Alpha menyebutkan beberapa contoh frasa dan kalimat cabul dan kekerasan dalam buku-buku sastra yang direkom Kemendikbud masuk kurikulum tersebut.

"Tetapi lelaki itu menarik tubuhku. Kemudian, bersamaan dengan gerak mengayun ke bawah yang indah, sebuah XXXXXX bergelora hinggap di XXXXX. aku tidak melawan, bahkan XXXXX kami terurai saat ia berbisik perlahan."

"Rambutnya dijambak. Lehernya dibetot, dipelintir, dan diinjak. XXXXXXX ditebas."

"….. kau tak mau XXXXXXXXXX dengan pria-pria bertenaga kuda.

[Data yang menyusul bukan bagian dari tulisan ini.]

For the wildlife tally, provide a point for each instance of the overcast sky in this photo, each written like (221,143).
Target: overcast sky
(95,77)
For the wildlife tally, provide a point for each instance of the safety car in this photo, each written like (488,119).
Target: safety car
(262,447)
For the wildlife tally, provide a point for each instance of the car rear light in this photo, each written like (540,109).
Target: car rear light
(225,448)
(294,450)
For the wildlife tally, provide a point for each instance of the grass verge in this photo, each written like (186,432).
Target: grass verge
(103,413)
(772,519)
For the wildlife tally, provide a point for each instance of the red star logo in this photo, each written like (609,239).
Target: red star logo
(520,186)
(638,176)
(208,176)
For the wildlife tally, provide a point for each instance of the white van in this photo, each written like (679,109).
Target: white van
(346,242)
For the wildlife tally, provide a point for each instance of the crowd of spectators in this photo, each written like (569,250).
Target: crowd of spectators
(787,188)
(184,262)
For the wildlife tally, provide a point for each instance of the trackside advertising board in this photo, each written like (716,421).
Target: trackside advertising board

Aku punya fotomu bersama XXXXX…"

Menurut Alpha, terdapat juga kisah di mana seorang anak perempuan yang terganggu kejiwaannya dieksploitasi secara seksual oleh seorang dewasa.

Dia menegaskan, disclaimer yang disebutkan di dalam buku panduan, tidak akan menjamin menghalangi siswa membaca buku-buku sastra itu.Terutama bagi siswa pada fase usia yang memiliki rasa keingintahuan yang besar untuk mengeksplorasinya lebih jauh hal yang tidak sesuai dengan norma kesusilaan dan agama.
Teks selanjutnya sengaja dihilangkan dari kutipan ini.